Use the filter `.*` to force add all annotations, independent of their name (typically not recommended).
### Starting training jobs
After creating tasks, it is time to actually start the training of the neural network models for segmentation.
During training, the neural network learns the structure of selected area(s) from the provided annotations, so it can later be used to automatically segment new brain sections.
The easiest way to start the training and prediction this is by clicking the `Train+Predict all` button in the project menu.
This will start training and prediction jobs on the HPC system JURECA-DC (JSC, Jülich).
It is important to note that submitted jobs do not necessarily start immediately.
Depending on the load of the HPC system, jobs may take some time to start.
You can check the status of submitted jobs by clicking on the `Jobs` button next to a task.
There, you will see a list of submitted jobs, as well as their state.
Jobs can be `Pending`, `Running`, `Completed`, or `Failed`.
If a job is pending or running, you need to wait until the job is finished.
Typically, training takes between 10 and 20 minutes, while prediction can take between a few minutes up to two hours, depending on how many sections are being predicted.
If both training and prediction jobs are completed, predictions are ready to be viewed.
If a job fails, ask for support.
__Note:__ The system only provides status information for the most recent jobs.
Jobs that finished too long ago will have the status `Unknown`.
In case you see this status, assume that the job finished successfully, if you do not receive a mail that tells you otherwise.

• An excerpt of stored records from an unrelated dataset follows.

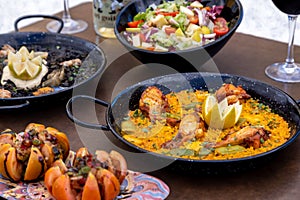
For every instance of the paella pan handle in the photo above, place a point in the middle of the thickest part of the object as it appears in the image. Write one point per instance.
(21, 105)
(78, 121)
(39, 16)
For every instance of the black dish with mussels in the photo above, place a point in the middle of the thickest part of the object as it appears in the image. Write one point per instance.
(44, 67)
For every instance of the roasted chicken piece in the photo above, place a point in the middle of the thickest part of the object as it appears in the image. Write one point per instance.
(88, 177)
(249, 136)
(153, 103)
(190, 126)
(232, 93)
(27, 155)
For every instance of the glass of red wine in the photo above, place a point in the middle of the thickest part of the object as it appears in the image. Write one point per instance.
(288, 71)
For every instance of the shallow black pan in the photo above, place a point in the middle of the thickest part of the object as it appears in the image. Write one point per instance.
(278, 100)
(92, 66)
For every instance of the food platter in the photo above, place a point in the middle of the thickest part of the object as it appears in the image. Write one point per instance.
(59, 45)
(279, 101)
(136, 185)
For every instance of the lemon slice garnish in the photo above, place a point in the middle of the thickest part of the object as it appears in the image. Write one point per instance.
(24, 65)
(220, 115)
(179, 32)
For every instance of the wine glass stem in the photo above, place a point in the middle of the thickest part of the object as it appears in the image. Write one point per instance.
(292, 26)
(66, 14)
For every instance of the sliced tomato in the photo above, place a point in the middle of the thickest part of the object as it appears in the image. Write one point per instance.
(134, 24)
(221, 27)
(170, 30)
(194, 19)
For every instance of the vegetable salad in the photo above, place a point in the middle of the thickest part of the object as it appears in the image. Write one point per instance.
(176, 25)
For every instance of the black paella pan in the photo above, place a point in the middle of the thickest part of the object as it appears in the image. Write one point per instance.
(280, 102)
(60, 47)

If a job has unknown status, and you have problems viewing the results, ask for support.
### Viewing results
Prediction results can be inspected for each task by clicking on the clipboard icon next to each task.

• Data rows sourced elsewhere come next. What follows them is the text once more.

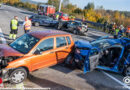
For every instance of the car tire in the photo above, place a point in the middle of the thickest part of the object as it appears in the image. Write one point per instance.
(75, 32)
(17, 75)
(36, 24)
(69, 61)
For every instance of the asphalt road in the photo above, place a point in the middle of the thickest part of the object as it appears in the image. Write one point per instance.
(60, 77)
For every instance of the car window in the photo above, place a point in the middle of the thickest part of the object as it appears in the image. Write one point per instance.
(93, 52)
(60, 42)
(68, 39)
(24, 43)
(100, 44)
(47, 44)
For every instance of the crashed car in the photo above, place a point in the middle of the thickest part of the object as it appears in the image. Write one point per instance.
(76, 27)
(32, 51)
(38, 20)
(105, 53)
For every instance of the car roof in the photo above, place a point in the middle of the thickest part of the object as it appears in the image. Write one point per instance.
(46, 33)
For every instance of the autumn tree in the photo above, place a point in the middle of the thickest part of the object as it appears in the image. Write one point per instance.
(54, 3)
(89, 6)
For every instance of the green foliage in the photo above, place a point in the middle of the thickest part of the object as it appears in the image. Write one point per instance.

Clicking on this button will open a new tab with a new microdraw page.
Navigate to the sections with predictions available to view the segmentation results as overlay.
Use the slider on the left to control the opacity of the overlay.
Segmentations are available for all sections in-between the annotated sections.
For example, if a task uses annotations on sections 200 and 300, segmentations will be created for sections 200 to 300.
## What's next?
After you obtained predictions, the next step is to quality check the predictions.
View them and try to find out if the prediction results are satisfactory.
If not, consider trying a different approach for subdividing sections and areas (see "Core concepts" section).
If results are satisfactory, a possible next step is attempting a 3D reconstruction.
Currently, this is only possible for the BigBrain dataset.
The prerequisite for the 3D reconstruction is a systematic quality check of the predictions.
The quality check consists of a classification of the section into "good" or "bad" segmentations.
It is important to note that not all segmentations need to be of good quality to obtain a good reconstruction.
As long as there is a sufficient amount of good quality segmentations, the 3D reconstruction can be created by interpolating between good segmentations.
In practice, the quality check is performed by filling a simple excel table.
You should use the template provided [here](./classification.xlsx).
Create the relevant section range in the first column, and classify each section by entering "0" for bad quality and "1" for good quality.
If you are unsure about individual sections, ask for support.
Repeat the classification for each project you want to create a reconstruction for.
__Important:__ Do not modify the structure of the table, and do not enter additional information. Only use "0" and "1" for classification. Any other information may prevent automatic processing and will slow down the reconstruction process.
When you are finished with the classification, send the classification file to Christian Schiffer, so he can attempt a reconstruction.
Please include the following information in your request.
- The filled out quality check table.
- The ID (__not__ the name!) of the project to pull annotations from.
- If not all tasks of a project should be used, a comma separated list of task IDs to use (e.g., "1,2,3,5,6,10").
- A comma separated list of areas to consider for reconstruction (e.g., "hOc1,hOc2,hOc5").